I’m not pretending this is the ideal in parenting habits. But I’m not the ideal parent. I’m a human. Shock horror.
Based on the anecdotal evidence I have, I am pretty darn sure this regular TV watching will cause Bubs no long term harm. As a child I watched a fair bit of CBBC, and Neighbours, and then switched over to BBC2 for The Simpsons (those were the days!). Still, I have managed to grow up into a relatively emotionally intelligent person who holds a Masters Degree in Cultural History with Distinction. #justsaying. I also have a friend who, as the 3rd child, was pretty much plonked in front of the TV with a colouring book for much of her childhood. She is now, as well as just being lovely, a qualified doctor who’s taking a year out to do an art foundation course. Well-rounded much?

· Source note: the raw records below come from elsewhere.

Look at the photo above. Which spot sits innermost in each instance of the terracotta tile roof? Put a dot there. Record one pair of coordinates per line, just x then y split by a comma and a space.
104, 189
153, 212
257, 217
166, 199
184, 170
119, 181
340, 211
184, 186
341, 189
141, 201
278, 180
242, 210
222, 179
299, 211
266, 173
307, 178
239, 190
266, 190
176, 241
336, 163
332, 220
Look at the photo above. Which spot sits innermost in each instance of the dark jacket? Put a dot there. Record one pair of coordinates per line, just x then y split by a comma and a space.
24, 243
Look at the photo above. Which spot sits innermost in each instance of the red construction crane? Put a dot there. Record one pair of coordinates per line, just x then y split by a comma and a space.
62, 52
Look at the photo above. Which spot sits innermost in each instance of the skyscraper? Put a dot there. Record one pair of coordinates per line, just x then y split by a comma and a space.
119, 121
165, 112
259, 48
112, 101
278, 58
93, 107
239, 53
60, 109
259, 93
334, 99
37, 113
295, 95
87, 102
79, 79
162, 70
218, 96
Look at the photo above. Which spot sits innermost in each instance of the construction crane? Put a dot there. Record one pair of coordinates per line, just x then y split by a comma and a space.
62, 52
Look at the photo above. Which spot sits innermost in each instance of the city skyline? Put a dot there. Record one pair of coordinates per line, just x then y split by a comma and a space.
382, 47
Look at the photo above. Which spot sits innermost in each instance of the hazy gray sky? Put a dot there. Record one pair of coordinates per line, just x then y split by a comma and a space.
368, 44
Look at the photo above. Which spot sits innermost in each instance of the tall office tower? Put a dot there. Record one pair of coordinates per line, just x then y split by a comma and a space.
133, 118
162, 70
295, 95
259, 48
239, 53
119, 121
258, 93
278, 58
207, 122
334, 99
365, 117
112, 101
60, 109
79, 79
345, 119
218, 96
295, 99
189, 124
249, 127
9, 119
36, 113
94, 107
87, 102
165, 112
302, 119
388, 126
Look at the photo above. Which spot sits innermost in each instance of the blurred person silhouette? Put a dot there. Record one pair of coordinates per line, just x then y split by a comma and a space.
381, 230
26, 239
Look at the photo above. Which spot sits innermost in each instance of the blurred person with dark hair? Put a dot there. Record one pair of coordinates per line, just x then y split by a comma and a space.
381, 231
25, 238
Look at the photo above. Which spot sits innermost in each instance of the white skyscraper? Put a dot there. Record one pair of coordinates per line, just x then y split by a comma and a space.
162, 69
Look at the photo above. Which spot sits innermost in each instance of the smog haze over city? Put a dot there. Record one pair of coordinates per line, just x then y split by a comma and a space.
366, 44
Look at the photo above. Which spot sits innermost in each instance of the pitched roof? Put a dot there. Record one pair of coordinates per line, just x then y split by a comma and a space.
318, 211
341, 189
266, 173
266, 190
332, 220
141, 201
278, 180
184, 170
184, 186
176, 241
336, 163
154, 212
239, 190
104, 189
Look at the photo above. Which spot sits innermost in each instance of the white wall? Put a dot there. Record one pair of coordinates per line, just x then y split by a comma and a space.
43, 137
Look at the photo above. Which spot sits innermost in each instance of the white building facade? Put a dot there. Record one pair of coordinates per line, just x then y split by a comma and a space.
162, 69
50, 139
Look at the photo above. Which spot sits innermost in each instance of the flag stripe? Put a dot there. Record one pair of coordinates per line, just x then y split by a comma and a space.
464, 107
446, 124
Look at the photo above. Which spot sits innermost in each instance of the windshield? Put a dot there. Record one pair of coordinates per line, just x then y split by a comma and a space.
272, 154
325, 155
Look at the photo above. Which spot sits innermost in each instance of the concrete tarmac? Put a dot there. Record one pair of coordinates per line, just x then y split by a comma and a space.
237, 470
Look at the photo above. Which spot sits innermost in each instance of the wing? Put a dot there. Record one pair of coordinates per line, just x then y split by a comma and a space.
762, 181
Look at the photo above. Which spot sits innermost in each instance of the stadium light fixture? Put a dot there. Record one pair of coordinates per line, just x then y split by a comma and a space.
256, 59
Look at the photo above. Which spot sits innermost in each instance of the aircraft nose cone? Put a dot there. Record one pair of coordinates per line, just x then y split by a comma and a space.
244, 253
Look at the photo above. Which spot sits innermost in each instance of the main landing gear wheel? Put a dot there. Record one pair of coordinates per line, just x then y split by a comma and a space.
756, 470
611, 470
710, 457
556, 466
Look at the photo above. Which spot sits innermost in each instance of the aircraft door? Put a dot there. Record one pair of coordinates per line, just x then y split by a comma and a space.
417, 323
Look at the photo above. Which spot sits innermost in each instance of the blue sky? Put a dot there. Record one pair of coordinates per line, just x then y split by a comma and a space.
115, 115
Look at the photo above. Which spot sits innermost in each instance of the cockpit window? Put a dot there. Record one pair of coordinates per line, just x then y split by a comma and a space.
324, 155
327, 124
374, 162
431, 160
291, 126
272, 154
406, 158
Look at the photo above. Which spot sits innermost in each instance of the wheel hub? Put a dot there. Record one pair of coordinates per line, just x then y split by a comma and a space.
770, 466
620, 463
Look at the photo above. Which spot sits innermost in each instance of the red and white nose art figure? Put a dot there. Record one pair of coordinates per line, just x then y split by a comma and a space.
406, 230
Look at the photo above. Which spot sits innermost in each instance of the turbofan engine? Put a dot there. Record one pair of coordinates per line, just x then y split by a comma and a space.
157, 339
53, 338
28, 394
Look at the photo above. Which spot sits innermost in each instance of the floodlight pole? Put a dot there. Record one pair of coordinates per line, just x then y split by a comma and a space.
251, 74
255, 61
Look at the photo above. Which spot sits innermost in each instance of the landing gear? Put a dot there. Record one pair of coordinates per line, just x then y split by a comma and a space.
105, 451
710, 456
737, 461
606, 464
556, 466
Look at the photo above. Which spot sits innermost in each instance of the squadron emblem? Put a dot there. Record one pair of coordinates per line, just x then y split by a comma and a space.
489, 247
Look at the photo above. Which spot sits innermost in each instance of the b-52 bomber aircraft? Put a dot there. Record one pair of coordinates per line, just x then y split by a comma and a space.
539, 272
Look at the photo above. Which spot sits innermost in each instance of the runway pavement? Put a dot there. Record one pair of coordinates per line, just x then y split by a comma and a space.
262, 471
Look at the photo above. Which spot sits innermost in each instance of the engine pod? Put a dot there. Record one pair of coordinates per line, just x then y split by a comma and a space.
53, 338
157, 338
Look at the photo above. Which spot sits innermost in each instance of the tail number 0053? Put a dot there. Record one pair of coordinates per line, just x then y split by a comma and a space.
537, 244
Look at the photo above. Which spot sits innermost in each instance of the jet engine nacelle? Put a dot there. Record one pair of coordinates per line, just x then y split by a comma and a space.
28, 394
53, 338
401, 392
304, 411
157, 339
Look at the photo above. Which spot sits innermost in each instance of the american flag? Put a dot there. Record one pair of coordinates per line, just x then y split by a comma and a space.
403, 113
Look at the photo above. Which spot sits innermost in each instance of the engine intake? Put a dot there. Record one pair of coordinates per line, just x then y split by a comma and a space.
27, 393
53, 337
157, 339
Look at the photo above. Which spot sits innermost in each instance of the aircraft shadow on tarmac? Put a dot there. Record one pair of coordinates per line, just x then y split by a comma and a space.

Don’t get me wrong, I think parents who don’t let their kids watch TV are awesome; I just wish my admiration wasn’t accompanied by a stomach-curdling dose of inferiority complex. It’s not their fault I feel this way, of course it’s not. It’s the fault of a society that has come to believe we must consult ‘experts’ at every turn. Every parenting decision must be scrutinised under the microscope of Research, conclusions reached and expounded. A one-size-fits all code of parenting.
What if we, I don’t know, made decisions based on common sense that were guided by our love for our children, as well as a healthy dose of realistic expectations of ourselves? I mean, isn’t that what most of us are doing?
Yeah, I thought so.
So, in conclusion. TV, it’s like, totally fine. Isn’t it?